Jossey-Bass (A Leadership Network Publication). 256 pages
Reviewed by Andrew Plocher
What about the inactive members? Where’d they go? If you’ve ever asked this question, deflected it during a tense session meeting or been frustrated with the challenges of developing a more active church membership, “The Other 80 Percent” is a must read.
Scott Thumma and Warren Bird delve into the challenging world of reaching congregation members who are on the fringe. Much like Albert Winseman’s “Growing an Engaged Church” (Gallup, 2007), they articulate vast quantities of well-researched data, and similar to Larry Osborne’s “Sticky Church” (Zondervan, 2008), they give strong practical suggestions. Portions of Thumma and Bird’s book may not seem new, yet, as a whole, with new research and innovative approaches it offers a provocative look at the failures and possible fixes of the church in reaching its own membership. It will leave you thinking and yearning to reach your own congregation in new ways.
Opening with a modified parable of the good shepherd, Thumma and Bird ask you to consider why the church and its leaders keep letting the sheep wander away, expecting new ones to come and take their place. Their answer to the question is an exploration of the Pareto principle: researching both the active 20 percent and the less active (or inactive) 80 percent. By interviewing thousands of active and inactive church members, Thumma and Bird are able to offer their own suggestions for missional and spiritual growth.
Thumma and Bird emphasize “that church leadership stands a greater chance of retaining its participants and generating more robust involvement if it can: solidify emotional bonds between persons; communicate a clear vision of the church’s ideals and give members ownership to these ideals; generate rewards for staying involved, such as acknowledgement, training, and leadership opportunities; [and] develop in members a sense of spiritual maturity, discipleship, and spiritual fulfillment.”
To those ends, they encourage the creation of listening and learning groups to find ways of helping inactive members move toward a life of discipleship.
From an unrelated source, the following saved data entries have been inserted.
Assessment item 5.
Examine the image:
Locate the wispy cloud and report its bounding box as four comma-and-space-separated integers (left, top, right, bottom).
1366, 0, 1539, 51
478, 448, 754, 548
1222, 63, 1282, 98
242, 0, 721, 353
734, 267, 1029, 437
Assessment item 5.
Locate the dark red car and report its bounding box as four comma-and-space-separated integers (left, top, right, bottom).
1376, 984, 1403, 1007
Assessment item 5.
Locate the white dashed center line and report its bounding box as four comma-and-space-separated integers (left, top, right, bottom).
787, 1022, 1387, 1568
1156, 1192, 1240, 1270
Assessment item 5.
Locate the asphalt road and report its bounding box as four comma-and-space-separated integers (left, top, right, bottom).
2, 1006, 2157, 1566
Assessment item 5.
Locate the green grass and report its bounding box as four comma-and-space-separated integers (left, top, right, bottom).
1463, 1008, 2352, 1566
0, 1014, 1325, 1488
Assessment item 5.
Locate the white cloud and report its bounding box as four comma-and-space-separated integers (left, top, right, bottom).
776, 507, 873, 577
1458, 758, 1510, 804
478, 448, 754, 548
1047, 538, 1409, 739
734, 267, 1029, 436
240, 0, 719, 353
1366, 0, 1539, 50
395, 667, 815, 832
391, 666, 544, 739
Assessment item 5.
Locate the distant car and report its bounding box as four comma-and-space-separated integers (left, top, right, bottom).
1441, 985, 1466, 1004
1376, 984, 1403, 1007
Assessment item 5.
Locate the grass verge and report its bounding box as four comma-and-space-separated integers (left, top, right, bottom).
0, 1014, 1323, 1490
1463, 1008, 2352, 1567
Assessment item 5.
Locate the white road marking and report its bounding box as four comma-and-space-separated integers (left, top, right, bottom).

In the final four chapters of the book, they expound upon the four themes presented above, sharing ideas and opportunities as well as common pitfalls and stumbling blocks. They move you from listening and learning to concrete actions for church leadership.
Yet, for Thumma and Bird, the strongest emphasis of the book is that the health of the congregation corresponds directly with the potential to return less active members to the life of the church. A member’s decision to be less active in a congregation is often the manifestation of larger congregational issues. Every task they suggest is based on identifying the issues and strengthening the congregation.
Just as they began, they close with the parable of the good shepherd, only this time the question considered is whether you are seeking the lost sheep and training others to seek those sheep as well.
If not, give this book a read.
ANDREW PLOCHER is pastor of New Hope Presbyterian Church in Olney, Md.